The author offers several examples: a child who is overjoyed to find one unbroken plate after toppling a whole stack, a woman who rejoices in her heightened sense of taste, “thanks” to her vision loss … Sometimes, even in painful situations such as grave illness or the loss of a loved one, we can discover the fruitfulness of suffering: a message of hope that touches thousands, or the strengthening of family bonds.
Fr. Pascal Ide invites us to make this positive perspective a virtuous habit, as does neuropsychiatrist David Servan-Schreiber, who suffered brain cancer: “My recipe for maintaining a reserve of optimism is to concentrate on what is going well. Every day, I review all the things, big and small, that have been enjoyable, that have brought me pleasure, joy, or simply amusement, and I feel gratitude. I conscientiously cultivate my feeling of gratitude.” (Not the Last Goodbye)
Consider assets as gifts
A family, a house, good health, water running from the tap, fruit and vegetables, love, friends … We can get used to everything, and sometimes forget to appreciate our gifts. We often fail to recognize what we have until it’s gone. Let’s be grateful, learn to give thanks, and be amazed by these gifts, instead of acting like spoiled children.
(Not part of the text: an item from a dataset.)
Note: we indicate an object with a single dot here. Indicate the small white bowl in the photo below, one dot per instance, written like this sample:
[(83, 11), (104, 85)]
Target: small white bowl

“Rejoicing in what we consider assets — family, a home, good health — makes us appreciate life,” observes Philip Watkins, researcher at Eastern Washington University. “This conscious gratitude brings us to appreciate what we have, instead of lamenting what we are missing.”
Living with hope
Fr. Philippe Baud, founder of a center for Catholic studies in Lausanne, Switzerland, writes about holocaust victim Etty Hillesum, whose letters and diaries were published posthumously:
“What is extraordinary about Etty Hillesum is her capacity to see all of life as a gift: everything that happens to her has meaning, is a gift. It’s not that she doesn’t want to see the bad, but she sees it differently. In the midst of barbed wire, she writes, ‘At the bottom of my heart still live the sun of summer days on the moor, and the field of yellow lupines stretching all the way to the shack …’
“Filled with joy at her perception of the invisible, she becomes radiant in the sight of others. She incarnates a form of hope that makes her see the essence of the Kingdom, if not its realization. Etty Hillesum’s situation is dire, but she lives hope. She lives in the present and accepts it as a gift, while completely aware of the historical situation to which she is subject.
“Hope consists in believing that all is not lost when, from a human perspective, a situation appears hopeless. Hope lives beyond action, enduring when there is nothing else we can do. Etty Hillesum recognizes her powerlessness, but believes in an invisible way out, despite appearances. Hope unfolds where eternity makes itself felt.”
To show gratitude is to give love for love. It is to love God, the ultimate giver of all things, and to hope for eternal life, the ultimate gift He offers each of us.